A nova legislação britânica transforma a geração de nudes com IA em crime grave, passível de punição severa em todo o território. A regra exige que as plataformas digitais adotem uma postura proativa para impedir a disseminação desses materiais. Não basta mais remover o conteúdo após denúncias; o foco agora está na prevenção e no controle das ferramentas de criação dentro dos próprios sites e aplicativos.
A Ofcom lançou uma investigação oficial contra a plataforma X baseada em relatórios sobre o comportamento do Grok. O objetivo é verificar se a plataforma violou a Lei de Segurança Online ao falhar na proteção dos usuários contra conteúdos ilegais.

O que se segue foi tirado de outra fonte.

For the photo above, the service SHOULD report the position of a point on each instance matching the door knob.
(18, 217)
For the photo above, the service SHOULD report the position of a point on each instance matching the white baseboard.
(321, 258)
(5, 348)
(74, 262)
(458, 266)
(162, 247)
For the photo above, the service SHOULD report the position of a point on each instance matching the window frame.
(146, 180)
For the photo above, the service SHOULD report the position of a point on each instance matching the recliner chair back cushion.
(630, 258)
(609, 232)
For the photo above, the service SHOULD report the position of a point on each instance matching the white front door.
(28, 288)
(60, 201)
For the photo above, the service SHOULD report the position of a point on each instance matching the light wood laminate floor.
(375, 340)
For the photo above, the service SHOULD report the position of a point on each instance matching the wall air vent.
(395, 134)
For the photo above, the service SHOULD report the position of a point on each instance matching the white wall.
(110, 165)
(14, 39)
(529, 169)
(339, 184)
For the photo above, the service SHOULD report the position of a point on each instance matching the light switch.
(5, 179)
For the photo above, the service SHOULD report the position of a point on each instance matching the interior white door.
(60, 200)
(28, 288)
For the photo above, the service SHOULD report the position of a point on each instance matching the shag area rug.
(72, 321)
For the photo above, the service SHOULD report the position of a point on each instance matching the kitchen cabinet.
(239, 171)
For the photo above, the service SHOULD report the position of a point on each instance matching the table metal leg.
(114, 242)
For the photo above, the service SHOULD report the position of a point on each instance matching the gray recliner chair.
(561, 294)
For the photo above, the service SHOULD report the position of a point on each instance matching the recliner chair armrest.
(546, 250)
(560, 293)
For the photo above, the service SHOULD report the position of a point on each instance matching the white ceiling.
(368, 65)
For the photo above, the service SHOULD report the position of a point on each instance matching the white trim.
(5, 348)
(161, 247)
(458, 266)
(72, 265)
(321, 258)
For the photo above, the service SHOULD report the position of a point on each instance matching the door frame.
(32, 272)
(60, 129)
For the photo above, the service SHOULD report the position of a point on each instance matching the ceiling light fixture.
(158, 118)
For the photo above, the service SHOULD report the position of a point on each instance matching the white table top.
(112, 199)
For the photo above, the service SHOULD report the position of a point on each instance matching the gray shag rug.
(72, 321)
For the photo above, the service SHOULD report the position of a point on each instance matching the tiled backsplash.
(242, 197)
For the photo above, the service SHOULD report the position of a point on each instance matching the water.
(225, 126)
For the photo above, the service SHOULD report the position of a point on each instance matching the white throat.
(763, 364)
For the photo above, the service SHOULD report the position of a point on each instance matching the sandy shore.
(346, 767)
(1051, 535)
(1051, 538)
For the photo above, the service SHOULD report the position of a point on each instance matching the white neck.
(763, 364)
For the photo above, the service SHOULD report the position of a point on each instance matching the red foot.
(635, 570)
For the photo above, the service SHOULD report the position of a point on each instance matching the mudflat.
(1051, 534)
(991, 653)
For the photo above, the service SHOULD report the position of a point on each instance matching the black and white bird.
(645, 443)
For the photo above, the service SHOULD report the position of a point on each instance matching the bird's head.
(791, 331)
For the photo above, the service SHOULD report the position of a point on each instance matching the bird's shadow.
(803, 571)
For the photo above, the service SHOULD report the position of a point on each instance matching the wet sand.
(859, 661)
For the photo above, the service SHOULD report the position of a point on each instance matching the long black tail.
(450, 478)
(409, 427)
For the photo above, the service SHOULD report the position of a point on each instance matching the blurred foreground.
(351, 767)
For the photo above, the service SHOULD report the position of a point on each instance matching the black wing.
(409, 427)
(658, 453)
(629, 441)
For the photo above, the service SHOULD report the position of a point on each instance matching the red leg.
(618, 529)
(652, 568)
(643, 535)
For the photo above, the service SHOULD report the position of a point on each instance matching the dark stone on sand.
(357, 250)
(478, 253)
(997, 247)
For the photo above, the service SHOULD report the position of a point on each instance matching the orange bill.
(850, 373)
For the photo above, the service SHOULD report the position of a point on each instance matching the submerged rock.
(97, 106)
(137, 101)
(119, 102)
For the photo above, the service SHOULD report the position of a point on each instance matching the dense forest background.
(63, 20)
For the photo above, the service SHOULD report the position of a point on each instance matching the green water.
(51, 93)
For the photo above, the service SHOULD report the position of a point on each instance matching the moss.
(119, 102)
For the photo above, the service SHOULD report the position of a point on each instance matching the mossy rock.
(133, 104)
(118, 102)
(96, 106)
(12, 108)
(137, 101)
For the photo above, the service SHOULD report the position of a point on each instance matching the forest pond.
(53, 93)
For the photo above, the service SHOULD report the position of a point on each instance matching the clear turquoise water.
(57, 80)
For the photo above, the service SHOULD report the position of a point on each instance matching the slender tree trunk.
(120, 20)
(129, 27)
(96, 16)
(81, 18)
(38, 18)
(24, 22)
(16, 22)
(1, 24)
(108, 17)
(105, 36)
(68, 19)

As consequências financeiras podem ser sem precedentes, com multas de até 10% do faturamento global da empresa.
A gestão da plataforma rebateu as críticas afirmando que o clamor público é uma desculpa para a censura, embora prometa punir os abusos. A medida é um alerta global sobre os limites éticos da tecnologia e pode servir de exemplo para outros países.